I hurt for a long time because of childhood sexual abuse. Now I want to provide a safe place for hurting men to connect with other survivors of sexual abuse. Talk to us. You don't have to use your real name to share your experiences or ask questions.

Is Sexual Harassment Different for Men (Part 7 of 9)

Another argument used to silence women who claim to have been sexually harassed is, “She didn’t fight back.”

Yet when people are robbed or mugged, no one asks them, “Why didn’t you resist?” That argument assumes that any person who didn’t want to be fondled would struggle and try to overcome the advances. I smile (ruefully) when I read such arguments. Occasionally, I’ve heard male survivors blame themselves.

“If I were a real man, I wouldn’t have let it happen.” Or they say, “I must have wanted it,” and then blame themselves for the sexual assault. As with women, we were physically overpowered by someone bigger and stronger when we were boys. Most of those women who kept silent did it out of fear—fear of losing their jobs, fear of being laughed at, fear of not being believed.

With us, it means that, as adult males, we look back and assume our younger selves to have been strong enough to fight. What could we have done? Cried out? Screamed? Kicked? Perhaps, but there’s something else with us. Our perps targeted us. They knew we were vulnerable. They waited until they had won our trust.

We were the ignored, unloved, unwanted boys. All anyone had to do was show us love and affection. We were too immature to reason out that they were only satisfying themselves and not truly caring for us.

Research used to refer to the fight-or-flight response to danger. A better way to put it today is to refer to fight, flight, or freeze. Victims become paralyzed as their body's protective response. Too often we punish ourselves, believing we know how we should have reacted.

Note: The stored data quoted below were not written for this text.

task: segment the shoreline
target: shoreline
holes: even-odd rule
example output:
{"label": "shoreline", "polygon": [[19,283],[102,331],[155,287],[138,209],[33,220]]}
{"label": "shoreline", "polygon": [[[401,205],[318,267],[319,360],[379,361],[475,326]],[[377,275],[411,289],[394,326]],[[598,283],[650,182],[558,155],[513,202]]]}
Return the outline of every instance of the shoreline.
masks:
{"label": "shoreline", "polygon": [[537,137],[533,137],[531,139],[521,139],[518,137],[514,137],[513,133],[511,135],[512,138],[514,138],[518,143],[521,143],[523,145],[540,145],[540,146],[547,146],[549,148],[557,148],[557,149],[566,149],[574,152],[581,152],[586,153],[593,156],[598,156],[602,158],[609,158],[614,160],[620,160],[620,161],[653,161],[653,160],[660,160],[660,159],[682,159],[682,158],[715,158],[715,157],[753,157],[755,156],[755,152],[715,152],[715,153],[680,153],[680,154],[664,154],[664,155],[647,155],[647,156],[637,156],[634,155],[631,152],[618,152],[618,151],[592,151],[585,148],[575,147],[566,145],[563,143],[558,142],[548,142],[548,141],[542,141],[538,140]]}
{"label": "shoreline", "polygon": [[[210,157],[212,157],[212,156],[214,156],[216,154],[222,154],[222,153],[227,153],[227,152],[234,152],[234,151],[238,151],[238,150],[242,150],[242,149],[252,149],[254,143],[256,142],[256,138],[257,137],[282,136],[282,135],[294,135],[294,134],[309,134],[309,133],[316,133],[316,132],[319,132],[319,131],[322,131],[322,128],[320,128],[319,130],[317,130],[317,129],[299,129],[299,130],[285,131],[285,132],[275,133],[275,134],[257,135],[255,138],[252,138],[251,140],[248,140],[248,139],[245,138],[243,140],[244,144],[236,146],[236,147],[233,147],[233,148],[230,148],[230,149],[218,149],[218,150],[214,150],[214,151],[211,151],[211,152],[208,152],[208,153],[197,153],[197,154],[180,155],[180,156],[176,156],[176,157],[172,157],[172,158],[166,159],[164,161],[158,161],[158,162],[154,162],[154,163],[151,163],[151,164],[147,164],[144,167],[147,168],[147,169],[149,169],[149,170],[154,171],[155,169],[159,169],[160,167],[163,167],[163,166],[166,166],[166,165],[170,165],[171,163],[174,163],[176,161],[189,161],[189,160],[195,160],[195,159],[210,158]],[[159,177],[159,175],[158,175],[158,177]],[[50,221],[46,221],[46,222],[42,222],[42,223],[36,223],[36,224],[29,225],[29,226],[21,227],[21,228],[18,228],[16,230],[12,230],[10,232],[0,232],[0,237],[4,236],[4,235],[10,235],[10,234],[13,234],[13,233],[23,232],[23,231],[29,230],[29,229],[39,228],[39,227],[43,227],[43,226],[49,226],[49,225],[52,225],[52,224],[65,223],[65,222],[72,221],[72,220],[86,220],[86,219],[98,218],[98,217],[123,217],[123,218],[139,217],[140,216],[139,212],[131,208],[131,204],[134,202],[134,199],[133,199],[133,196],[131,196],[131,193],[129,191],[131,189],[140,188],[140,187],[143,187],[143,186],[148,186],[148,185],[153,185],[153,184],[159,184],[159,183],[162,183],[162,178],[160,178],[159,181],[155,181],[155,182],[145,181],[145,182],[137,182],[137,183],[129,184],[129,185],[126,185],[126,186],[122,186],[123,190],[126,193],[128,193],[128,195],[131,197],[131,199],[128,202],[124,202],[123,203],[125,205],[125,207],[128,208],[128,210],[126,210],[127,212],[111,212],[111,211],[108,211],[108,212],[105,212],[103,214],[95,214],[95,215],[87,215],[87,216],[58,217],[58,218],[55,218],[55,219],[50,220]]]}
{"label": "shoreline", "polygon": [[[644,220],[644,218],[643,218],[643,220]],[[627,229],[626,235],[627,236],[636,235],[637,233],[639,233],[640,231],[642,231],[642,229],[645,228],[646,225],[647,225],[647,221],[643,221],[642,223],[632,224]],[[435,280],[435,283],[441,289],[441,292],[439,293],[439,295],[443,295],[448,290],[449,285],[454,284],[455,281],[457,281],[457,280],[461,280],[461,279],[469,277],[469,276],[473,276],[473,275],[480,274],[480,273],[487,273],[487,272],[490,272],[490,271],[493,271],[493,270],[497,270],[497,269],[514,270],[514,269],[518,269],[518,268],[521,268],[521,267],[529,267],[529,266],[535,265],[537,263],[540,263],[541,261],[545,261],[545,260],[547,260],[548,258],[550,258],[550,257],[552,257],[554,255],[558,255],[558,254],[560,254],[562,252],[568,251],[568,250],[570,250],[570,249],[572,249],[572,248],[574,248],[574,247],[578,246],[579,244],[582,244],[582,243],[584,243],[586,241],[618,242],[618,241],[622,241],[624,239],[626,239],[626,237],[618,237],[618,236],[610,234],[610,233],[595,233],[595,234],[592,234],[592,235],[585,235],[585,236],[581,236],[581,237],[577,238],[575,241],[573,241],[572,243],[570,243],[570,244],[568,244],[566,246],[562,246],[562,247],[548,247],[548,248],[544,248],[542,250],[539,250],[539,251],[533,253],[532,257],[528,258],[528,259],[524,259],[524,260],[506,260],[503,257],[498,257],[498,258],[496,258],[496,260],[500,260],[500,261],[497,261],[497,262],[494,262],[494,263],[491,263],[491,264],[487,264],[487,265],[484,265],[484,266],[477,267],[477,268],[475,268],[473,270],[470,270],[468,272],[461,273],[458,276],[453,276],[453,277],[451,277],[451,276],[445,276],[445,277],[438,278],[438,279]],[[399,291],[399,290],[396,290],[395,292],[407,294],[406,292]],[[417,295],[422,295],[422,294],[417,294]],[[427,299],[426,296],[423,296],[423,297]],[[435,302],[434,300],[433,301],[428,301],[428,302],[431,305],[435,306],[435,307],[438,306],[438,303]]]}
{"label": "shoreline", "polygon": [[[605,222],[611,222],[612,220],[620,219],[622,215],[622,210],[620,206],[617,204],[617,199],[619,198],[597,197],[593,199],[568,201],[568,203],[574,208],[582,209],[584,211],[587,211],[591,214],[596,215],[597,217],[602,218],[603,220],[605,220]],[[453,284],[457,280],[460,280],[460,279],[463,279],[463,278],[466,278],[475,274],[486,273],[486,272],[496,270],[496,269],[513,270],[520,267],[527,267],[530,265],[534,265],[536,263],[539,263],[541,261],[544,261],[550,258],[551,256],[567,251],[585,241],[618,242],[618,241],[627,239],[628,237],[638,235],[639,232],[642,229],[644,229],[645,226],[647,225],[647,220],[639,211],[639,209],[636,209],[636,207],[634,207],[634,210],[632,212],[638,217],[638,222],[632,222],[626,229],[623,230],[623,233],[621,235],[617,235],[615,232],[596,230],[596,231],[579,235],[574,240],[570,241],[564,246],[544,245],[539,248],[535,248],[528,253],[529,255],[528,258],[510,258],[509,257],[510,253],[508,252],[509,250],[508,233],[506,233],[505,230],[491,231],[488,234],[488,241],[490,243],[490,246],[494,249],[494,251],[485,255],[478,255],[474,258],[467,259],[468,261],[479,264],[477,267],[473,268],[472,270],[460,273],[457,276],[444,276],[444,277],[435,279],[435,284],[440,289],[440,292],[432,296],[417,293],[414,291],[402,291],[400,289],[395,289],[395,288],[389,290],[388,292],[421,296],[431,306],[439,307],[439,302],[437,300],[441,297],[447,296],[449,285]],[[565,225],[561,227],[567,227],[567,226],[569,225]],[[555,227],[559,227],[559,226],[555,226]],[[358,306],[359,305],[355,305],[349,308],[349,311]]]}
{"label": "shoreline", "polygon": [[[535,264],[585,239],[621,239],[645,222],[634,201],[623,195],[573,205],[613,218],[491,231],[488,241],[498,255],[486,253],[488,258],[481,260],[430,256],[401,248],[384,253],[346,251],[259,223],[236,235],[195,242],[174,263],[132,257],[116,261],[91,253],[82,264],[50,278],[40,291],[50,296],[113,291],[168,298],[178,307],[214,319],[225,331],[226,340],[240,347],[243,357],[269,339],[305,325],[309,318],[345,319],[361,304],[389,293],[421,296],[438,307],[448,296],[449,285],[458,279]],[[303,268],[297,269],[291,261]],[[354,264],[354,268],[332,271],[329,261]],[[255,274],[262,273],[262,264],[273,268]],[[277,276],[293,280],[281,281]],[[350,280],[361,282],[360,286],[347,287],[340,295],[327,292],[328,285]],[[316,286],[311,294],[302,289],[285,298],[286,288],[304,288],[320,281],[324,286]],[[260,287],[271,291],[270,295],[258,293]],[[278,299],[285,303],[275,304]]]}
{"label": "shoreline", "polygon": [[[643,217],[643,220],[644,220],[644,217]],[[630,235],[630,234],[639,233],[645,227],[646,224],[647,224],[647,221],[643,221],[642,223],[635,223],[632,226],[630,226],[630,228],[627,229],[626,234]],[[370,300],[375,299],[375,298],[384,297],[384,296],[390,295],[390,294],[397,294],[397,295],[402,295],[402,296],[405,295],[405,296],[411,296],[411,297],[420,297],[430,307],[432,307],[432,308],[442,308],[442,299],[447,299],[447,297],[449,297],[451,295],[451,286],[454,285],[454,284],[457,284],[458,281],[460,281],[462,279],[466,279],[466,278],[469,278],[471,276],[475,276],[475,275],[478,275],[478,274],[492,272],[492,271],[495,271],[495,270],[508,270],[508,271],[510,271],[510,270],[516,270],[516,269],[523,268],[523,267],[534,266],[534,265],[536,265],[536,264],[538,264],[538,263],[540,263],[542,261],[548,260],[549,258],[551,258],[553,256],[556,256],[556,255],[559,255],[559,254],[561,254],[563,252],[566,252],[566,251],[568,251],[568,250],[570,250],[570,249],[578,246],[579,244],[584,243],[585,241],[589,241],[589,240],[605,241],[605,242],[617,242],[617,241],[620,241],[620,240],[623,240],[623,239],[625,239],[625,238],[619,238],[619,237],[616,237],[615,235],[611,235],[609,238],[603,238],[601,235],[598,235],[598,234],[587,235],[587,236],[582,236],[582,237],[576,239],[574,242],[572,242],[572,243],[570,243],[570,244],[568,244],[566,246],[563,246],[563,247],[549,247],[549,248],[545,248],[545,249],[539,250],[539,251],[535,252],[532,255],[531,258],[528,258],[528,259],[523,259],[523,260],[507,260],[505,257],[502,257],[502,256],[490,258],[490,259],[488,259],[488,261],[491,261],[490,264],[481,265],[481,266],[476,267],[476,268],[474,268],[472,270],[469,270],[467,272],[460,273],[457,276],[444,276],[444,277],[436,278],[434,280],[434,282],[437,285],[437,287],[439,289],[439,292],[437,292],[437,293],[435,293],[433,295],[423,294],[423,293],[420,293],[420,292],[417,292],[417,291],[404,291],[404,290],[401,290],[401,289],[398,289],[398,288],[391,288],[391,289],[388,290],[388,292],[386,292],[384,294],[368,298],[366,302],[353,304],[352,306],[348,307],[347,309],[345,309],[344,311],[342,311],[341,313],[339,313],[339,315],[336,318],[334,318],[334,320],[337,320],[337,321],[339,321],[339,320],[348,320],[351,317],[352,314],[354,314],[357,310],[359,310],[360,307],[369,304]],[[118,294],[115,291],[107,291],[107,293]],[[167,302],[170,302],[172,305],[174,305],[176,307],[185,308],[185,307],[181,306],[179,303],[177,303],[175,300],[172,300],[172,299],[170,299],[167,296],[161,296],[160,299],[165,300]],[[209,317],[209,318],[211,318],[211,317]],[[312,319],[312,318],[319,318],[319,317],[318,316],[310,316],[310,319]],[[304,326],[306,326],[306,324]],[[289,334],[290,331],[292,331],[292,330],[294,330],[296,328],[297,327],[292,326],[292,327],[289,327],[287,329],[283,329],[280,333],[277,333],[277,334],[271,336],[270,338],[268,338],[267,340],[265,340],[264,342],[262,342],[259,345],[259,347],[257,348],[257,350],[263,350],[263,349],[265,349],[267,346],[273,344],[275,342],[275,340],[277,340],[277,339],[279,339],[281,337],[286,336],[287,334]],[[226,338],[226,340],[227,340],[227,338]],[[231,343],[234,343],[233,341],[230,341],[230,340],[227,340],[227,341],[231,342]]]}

Instead, we need to be kind and loving to ourselves. We did the best we knew how.

And we survived.

Did you blame yourself for not fighting back?

1 comment:

Daniel said...

Yes, Cec, all true. For my part, for years I thought I "wanted" the abuse. My abusers were all people I knew and loved. I was treated with great kindness and affection. Why didn't I fight back? Why would one fight against a friend, a brother? Why would a child, even with a vague sense that something was wrong with these "secret" encounters, fight? It felt physically pleasurable. It was affection that I so desperately craved. It messed me up and took me decades to understand I was a victim of abuse. I always felt complicit.
All I wanted was love, Cec. The gave me something pretending to be love--their base, animal desire. No wonder I was confused.